The Antarctic Peninsula is most traditionally accessed by ship and the journey takes a little under two days, cruising south from Ushuaia across the infamous Drake Passage – the point at which the Atlantic and Pacific oceans meet. The conditions you experience as you cross can vary a great deal with the Passage affectionately known as either the “Drake Lake” or the “Drake Shake”. While most will naturally want to experience calm conditions going across, from experience I must say, it does add to the sense of achievement if you do battle a few waves on the journey.
As you sail across to Antarctica you will spend the time on board getting to know your expedition team who will give a series of fascinating lectures and show various films of what you can expect once you reach Antarctica. However, if you are short on time, or braving the Drake Passage isn’t for you, then there is always the option of an air-cruise expedition. Charter flights depart from Punta Arenas in Southern Chile and the flight is just two hours to King George Island, just off the Antarctic Peninsula where you will meet your ship.
Once you reach your destination, whichever way you choose to get there, you can indulge in a number of activities. Enjoy Zodiac cruises in smaller speed boats that allow you to explore shallow coastlines and secluded bays, and marvel at wildlife encounters both on and offshore guided by the onboard naturalists. If the daily landings and boat rides aren’t enough, you even have the chance to spend a night sleeping under the stars on the ice itself, surrounded by the mass numbers of (rather loud) penguins. You can also switch some of your time ashore for the adrenaline rush of kayaking the open waters, giving you the chance to get truly up close and personal with the wildlife and fascinating ice sculptured scenery. For the really brave, don your best swimmers for a polar plunge – a glass of warming whiskey waiting ashore for you after!
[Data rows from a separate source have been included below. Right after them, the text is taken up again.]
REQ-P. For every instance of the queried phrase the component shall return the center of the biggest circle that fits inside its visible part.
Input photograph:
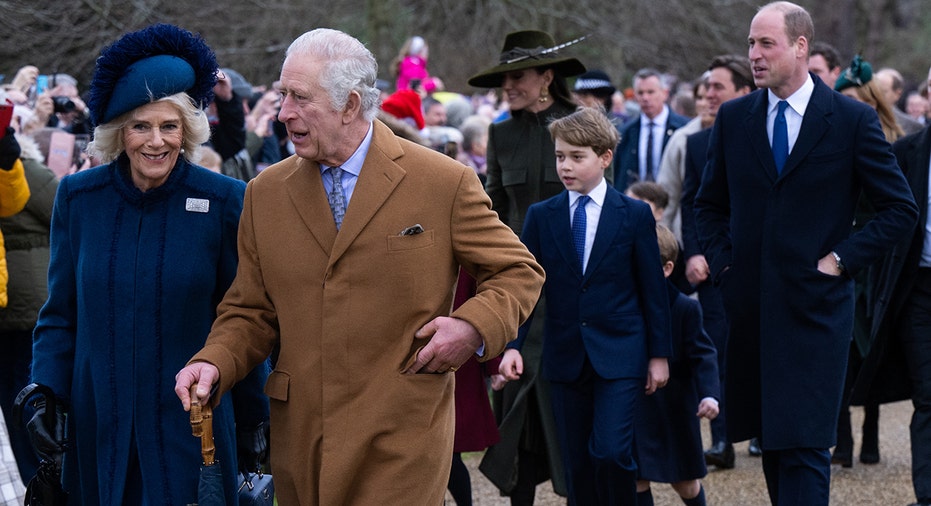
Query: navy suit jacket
(763, 233)
(627, 160)
(617, 313)
(696, 156)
The variety of experiences on offer was an unexpected element of my trip, but it is exactly what you should be looking for when planning. Some operators are fantastic for thrilling Antarctic adventure experiences such as deep-sea diving or snow camping; other boats are perfect for a more gentle and erudite exploration with world-class lectures and Guest Speakers on board. All the boats we work with in Antarctica have been vetted to meet our high standards of crew, guiding and service. However, selecting the perfect exploration vessel is crucial not only to make the most of your time, but also to ensure you are doing your part to minimise the impact on the environment.
The IAATO (International Association of Antarctic Tour Operators) already has in place strict rules that prevent more than 100 people being on land at one site at any given time; so you will never be there with crowds of people, waddling like one large penguin colony for the best view. Another factor we take into consideration is the vessel itself; when I spoke with James during the summer, he explained that at Aurora Expeditions they have designed their ships using Ulstein X-Bow Hulls. As well as ensuring smoother sailing across the Drake Passage, this design ensures lower fuel consumption and lower air emissions, both of which are hugely important to us here at True Travel.